Alice in Wonderland 2010 - Review

'Twas brillig, and the slithy toves Did gyre and gimble in the wabe: All mimsy were the borogoves, And the mome raths outgrabe.The Jabberwock, with eyes aflame, Jaws that bait and claws that catch, Beware the Jabberwock, my son, The frumious Bandersnatch He took his vorpal sword in hand The vorpal blade went snicker-snack He left it dead, and with its head He went galumphing back.

Alice In Wonderland. An odd movie, but then again I expected that having grown up with the cute little Disney cartoon where baby clams sleep in their beds and flowers with faces sing. Doorknobs protest when twisted and purple cats that sound like Winnie the Pooh grin maddeningly until they turn into a crescent moon.

But this Alice is typical Timothy Burton--dark and melancholy--yet still manages to maintain the wonder of the colorful 1951 version.

I liked it.

Burton, according to IMDb, never felt an emotional connection to the other Alice in Wonderland films out there. They all seem to be about a girl wandering around from one crazy character to the other, which is actually what the original books by Lewis Carroll are about. "So with this," says IMDb, "he attempted to create a framework, an emotional grounding... Tim said that was the challenge for him--to make Alice feel like a story as opposed to a series of events."

This, gentle writers, results in a clear character arc. Alice starts out as one person, but becomes another. Thank you, Mr. Burton, for taking the general nightmare of Alice's life and making it mean something.
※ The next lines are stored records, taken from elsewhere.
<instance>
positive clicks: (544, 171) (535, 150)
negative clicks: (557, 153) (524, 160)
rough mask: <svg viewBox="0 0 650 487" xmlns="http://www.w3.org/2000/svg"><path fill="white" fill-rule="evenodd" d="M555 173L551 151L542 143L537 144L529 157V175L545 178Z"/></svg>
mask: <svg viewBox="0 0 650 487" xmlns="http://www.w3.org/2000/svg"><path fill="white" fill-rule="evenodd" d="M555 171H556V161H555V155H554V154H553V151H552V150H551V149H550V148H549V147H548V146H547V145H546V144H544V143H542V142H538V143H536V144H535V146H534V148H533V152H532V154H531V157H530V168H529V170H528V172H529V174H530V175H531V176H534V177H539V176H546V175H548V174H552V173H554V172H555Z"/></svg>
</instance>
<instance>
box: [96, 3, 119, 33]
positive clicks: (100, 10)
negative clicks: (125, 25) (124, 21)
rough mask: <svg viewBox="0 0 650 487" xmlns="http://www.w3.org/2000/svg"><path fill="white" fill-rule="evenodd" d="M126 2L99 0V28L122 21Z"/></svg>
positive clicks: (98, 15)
I give this movie 5 out of 5 stars. The plot makes sense, the arc is clear, and there are no singing flowers, although they do complain a lot.

In the premise, as alluded to in the various movie trailers, (so I don't think I'm giving anything away,) Alice has returned to Underland. She doesn't remember, of course, because she was a child and thought it all a dream. With this knowledge, the Mad Hatter knew the younger version of Alice. Now, however, he's not impressed with the nineteen-year-old that has fallen through the rabbit hole. Following is key dialogue to Alice's growth:

The Mad Hatter: You're not the same as you were before. You were much more..."muchier." You've lost your "muchness"
Alice Kingsley: My "muchness"?
The Mad Hatter: [Points to Alice's heart] In there.

I love that line. "You've lost your muchness." Words to live by.

Do go see this movie before you are late for a very important date--the day Alice moves on into DVD land.